Is CouchDB a good persistent layer for Membase? - nosql

Membase is great for social game due to it's low latency.
As I understand CouchDB is a MVCC system using b+ tree, with a focus on append only design.
(http://guide.couchdb.org/draft/btree.html)
One of the most important scenario of Membase is social game.
Social game has a lot of write operations (50+%).
And a good portion of them are in-place updates.
So why is CouchDB a suitable persistent layer for Membase?
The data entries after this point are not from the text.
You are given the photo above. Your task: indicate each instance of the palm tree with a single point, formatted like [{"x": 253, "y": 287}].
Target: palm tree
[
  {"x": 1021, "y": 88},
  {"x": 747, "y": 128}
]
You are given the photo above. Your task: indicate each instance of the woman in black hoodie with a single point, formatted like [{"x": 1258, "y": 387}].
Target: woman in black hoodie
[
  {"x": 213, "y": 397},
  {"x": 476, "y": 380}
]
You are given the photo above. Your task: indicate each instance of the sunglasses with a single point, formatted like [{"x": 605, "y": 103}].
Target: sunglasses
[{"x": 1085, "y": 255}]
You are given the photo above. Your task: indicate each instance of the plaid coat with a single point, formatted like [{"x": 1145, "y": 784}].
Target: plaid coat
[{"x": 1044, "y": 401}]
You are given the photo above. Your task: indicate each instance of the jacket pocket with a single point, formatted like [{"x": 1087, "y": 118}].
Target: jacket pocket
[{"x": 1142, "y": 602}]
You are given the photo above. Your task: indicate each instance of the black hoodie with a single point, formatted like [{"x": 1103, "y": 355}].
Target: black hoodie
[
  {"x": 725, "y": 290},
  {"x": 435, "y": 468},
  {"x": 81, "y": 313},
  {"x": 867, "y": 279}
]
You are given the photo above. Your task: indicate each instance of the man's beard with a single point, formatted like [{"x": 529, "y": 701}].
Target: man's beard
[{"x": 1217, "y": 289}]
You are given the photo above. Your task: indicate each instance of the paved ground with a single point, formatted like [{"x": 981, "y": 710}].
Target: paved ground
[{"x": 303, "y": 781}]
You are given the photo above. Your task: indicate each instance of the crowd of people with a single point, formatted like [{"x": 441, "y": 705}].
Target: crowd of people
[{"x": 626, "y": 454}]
I'd also add that CouchDB's append-only log format really doesn't have much relation to whether application writes are new items or updates. The append-only format gives us much better reliability and performance than an in-place system (like sqlite...which is still quite reliable). It's also much easier to take backups of.
Does Membase NEED an append-only log format? maybe not...does it NEED CouchDB?...YES!
The benefits of map-reduce and indexing as well as eventually consistent replication that CouchDB brings are nothing less than huge for Membase...and the benefits of low-latency, clustering and UI that Membase brings to CouchDB are arguably just as important.
(Disclosure: I work for Couchbase)
Perry Krug

CouchDB has great file formats, great ability to recover from crashes, sophisticated authentication and authorization tools, and a universal, standard, interface: HTTP. CouchDB is poor at low-latency queries, optimized memory utilization, and heavy update speeds (a million per second).
Membase currently has only a simple SQLite file format for persistence, less sophisticated authentication and authorization, using a more obscure protocol. Membase is amazing for low-latency queries, ideal memory utilization, and heavy update speeds.
I think the two complement each other very well. Since the merging effort is coming from core developers in both projects, collaborating together, I expect to see the strengths of both and the weaknesses of neither. Yes, CouchDB is a good persistence layer for Membase.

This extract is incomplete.